With Christmas around the corner and with the purchase of christmas trees, gifts, winter breaks away and family get togethers top of mind, we thought it was a good time to share the origins of the biggest Christmas traditions!
The Christmas tree began as a tradition in Germany in the 16th Century. Devout Christians brought decorated trees into their homes, though the tradition didn’t arrive in the UK until the 1830s. It began with Prince Albert who put up a Christmas tree at Windsor Castle in 1841.
Mince pies were inspired by middle eastern cuisine brought back by the Crusaders. Early names include ‘Christmas pie’ and ‘mutton pie’. Originally they included minced meat, but since the Victorian times they have just included fruit and spices. The ingredients originally represented Christ and the Apostles while the oval pastry casing symbolised the manger.

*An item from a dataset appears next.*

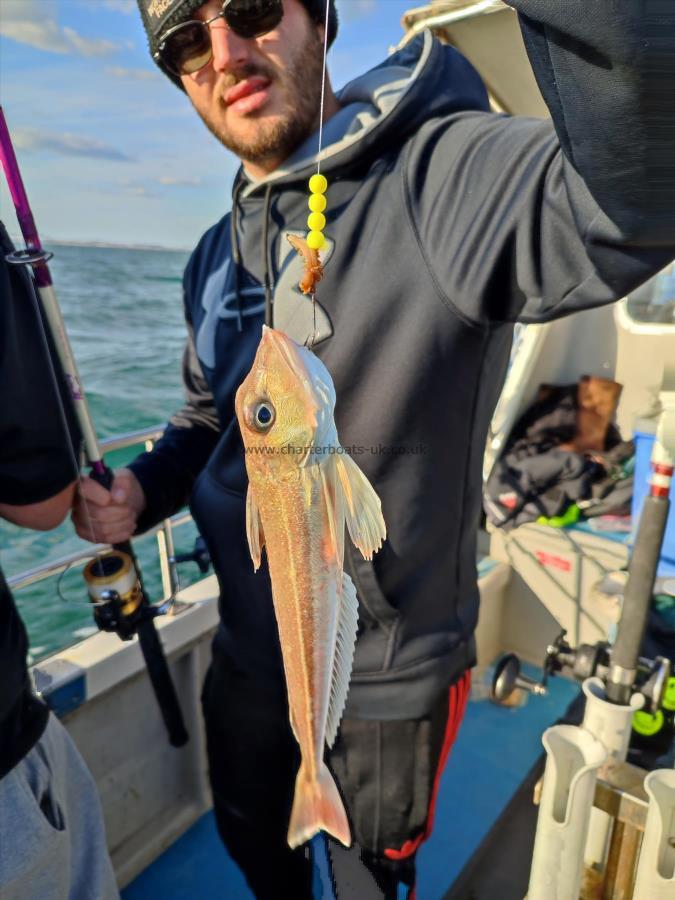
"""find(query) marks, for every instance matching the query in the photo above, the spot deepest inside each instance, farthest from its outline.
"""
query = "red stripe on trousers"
(459, 694)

Turkey’s originated in North America and were brought to the UK in the 1500s, for many centuries it was considered a luxury dish, enjoyed by the likes of Henry VIII. It was only in the 19th Century when it was made a popular middle class Christmas dish. The price of turkey had reduced so it was more accessible to the masses, and Edward VII began the trend when he started eating it on Christmas Day.
Kissing under the mistletoe originated in England, the custom was that you must pick a berry from the mistletoe before you could kiss, and that when they had all gone, you could not kiss anymore. The hanging of mistletoe in the home dates back to ancient pagan practice, as it was said to ward off evil, possess spiritual powers and bring good fortune.